Coming August 11, 2009

Category » Session Ideas

Social media, writing, and the role of the university

I’m an assistant director at the Computer Writing and Research Lab, where we use an array of technologies to teach writing and critical thinking. While it is widely accepted that social media applications offer rich educational opportunities to pose and solve problems collaboratively and cross-culturally, these new communication tools also challenge traditional teaching and research strategies and erode disciplinary boundaries. I would like to invite THATcamp attendees to join a conversation about the new educational landscape and to think about the implications of learning strategies that break down the walls of the traditional classroom. With these issues in mind, how does an increasingly remixed public sphere effect or disrupt our ideas of what a university should be?

Comments Off

De-Babelizing (Digital) Archives

Here at the Hoover Institution Archives,  I work closely with culturally rich materials and serve both a local and international community of researchers.  I would love to engage in dialogue about the representation of linguistically diverse historical content in the digital environment.   What tools have been developed and adopted by the global digital archives community?  Which institutions produce bilingual finding aids?  I’d like to explore the use of intelligent character recognition systems in the transcription of digital manuscript and the search/display of CJK, Cyrillic and Khmer text.   (For example, Taiwan’s National Digital Archives Program & the Digital Archive Architecture Lab have the 缺字系統 or “Missing Unencoded Chinese Characters API.”)

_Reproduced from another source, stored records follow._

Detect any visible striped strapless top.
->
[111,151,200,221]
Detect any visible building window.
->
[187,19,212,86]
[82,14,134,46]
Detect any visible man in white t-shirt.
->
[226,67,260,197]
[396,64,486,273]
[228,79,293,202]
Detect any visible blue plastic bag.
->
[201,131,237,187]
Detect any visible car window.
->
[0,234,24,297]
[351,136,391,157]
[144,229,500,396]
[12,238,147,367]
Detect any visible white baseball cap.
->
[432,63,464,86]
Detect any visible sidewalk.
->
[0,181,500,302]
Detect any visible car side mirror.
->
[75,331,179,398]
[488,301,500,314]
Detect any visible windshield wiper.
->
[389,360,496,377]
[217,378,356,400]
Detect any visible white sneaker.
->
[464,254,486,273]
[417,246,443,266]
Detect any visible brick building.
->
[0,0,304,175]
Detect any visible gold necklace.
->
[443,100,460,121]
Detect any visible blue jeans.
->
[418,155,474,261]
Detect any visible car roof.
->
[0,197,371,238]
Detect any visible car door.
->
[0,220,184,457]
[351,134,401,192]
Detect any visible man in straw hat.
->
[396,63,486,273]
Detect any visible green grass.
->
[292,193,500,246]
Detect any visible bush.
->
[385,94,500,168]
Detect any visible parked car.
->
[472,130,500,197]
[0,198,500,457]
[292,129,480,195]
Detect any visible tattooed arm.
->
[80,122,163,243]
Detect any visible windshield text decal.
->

Other prospective al dente discussion topics that I’d like to toss around:

  • Mobile devices and handheld technologies in archives (i.e., iPhone apps, QR codes, etc.)
  • Using DRUPAL as a digital asset management system and content discovery tool
  • Hyper localization as grassroots outreach to community-based archives
  • Timeline tools

Please forgive my fragmented thoughts — I seem to have more questions than answers.  Look forward to meeting fellow campers!


Reusing EAD beyond HTML and PDF

Using XSLT to get useful outputs from EAD other than HTML or PDF

Given the investment of time and money required to recreate useful EAD instances (for those uninitiated into Encoded Archival Description, see and, it’s critical to squeeze as many derivative outputs from the data as possible.  HTML is the minimum (via XSLT), PDF is nice (via XSL-FO), but what else can be wrung from EAD, the clammy dishtowel of archival description?

I’d like to present on how to write XSLT style sheets for some combination of the following: generating tab-delimited text files for use in creating labels (or anything else friendly to forms) via Mail Merge; generating folder-level MODS records for an entire collection; and making batch editorial changes to a group of EAD instances.  My demos will be with EAD, but can be applied to any flavor of XML.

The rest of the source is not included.